Néanmoins, ils restent pas très rassurés à l'idée de le suivre.
Et évidemment tout bascule.
Là, il est intéressant de noter que le point d'achoppement qui fait passer du rêve au cauchemar se signale visuellement par le seul fondu au noir du film au moment de l'endormissement de nos 3 victimes. Renforçant par là même l'idée qu'il s'agit d'un (mauvais) rêve.
Le réveil est plus que brutal, chacun étant prisonnier et isolé des autres prêts à subir tous les sévices.

Et là, idée aussi simple que géniale, on suit l'action en caméra subjective. Le spectateur épousant le point de vue du personnage, s'approchant progressivement du lieu de torture et découvrant tout en même temps et au même rythme que le personnage.
Ce qui a pour effet d'accentuer le degré de désorientation et de tension générés par la situation.
La suite se révèle assez efficace et réaliste dans son traitement. En effet, la panique éprouvée les privant de lucidité dans leur tentative de fuite. Et surtout, le réalisateur se montre cruel avec ses « héros », car pour le ou les survivants l'aventure aura des implications dans leur vie lors de leur retour dans la société.
Ce n'est pas un chef-d'oeuvre absolu, mais le méchant en titre est génial d'ambiguïté. Alors qu'au début il apparaît comme un bon vieux gars du coin un peu simplet, au fil des conversations ses propos ambivalents font monter la pression. Pour finalement apparaître tel qu'en lui-même, un pervers psychotique toujours prompt à torturer son prochain. Mais est-ce vraiment sa nature où seulement la manifestation des fantasmes de nos 3 héros, alimentés par leur paranoïa et leur peur de cet (l') inconnu ?
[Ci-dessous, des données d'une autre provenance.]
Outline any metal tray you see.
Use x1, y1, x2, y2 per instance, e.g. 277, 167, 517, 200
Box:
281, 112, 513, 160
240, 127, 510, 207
Car les héros ne se vengent finalement pas de leur bourreau (comme dans un survival traditionnel) et la réalisation reste assez classique (c'est à dire assez loin de la frénésie de certains bougeant leur caméra dans tous les sens !) tout en ménageant surprises et instants gore. Mais ce qui surprend véritablement, c'est que McLean malmène rudement cet archétype de « la femme forte qui se révèle dans l'adversité » que le cinéma d'horreur à répliquer (avec plus ou moins de bonheur) ces deux dernières décennies. Cette fois-ci, les jeunes filles en détresse subissent de plein fouet sans trouver la parade.
Et c'est justement ce traitement différent qui emporte l'adhésion. En mettant l'accent sur la menace sourde des paysages grandioses et le déchaînement soudain de violence sans aucune justification (pas de mutation ou de consanguinité ayant ravagé le cerveau du tueur), le film baigne ainsi dans une ambiance onirique, laissant finalement planer le doute sur la véracité des évènements montrés et la santé mentale des protagonistes. Ceci étant corroboré par un dernier plan voyant la silhouette du tueur se découper sur fond de soleil couchant, celui-ci retournant d'où il était venu : du fin fond du bush australien ou peut être de l'imagination de son auteur...


Film sorti en dvd depuis un moment, il devrait orner les bacs promos pour noël. Raison supplémentaire pour qu'il se retrouve sous votre sapin.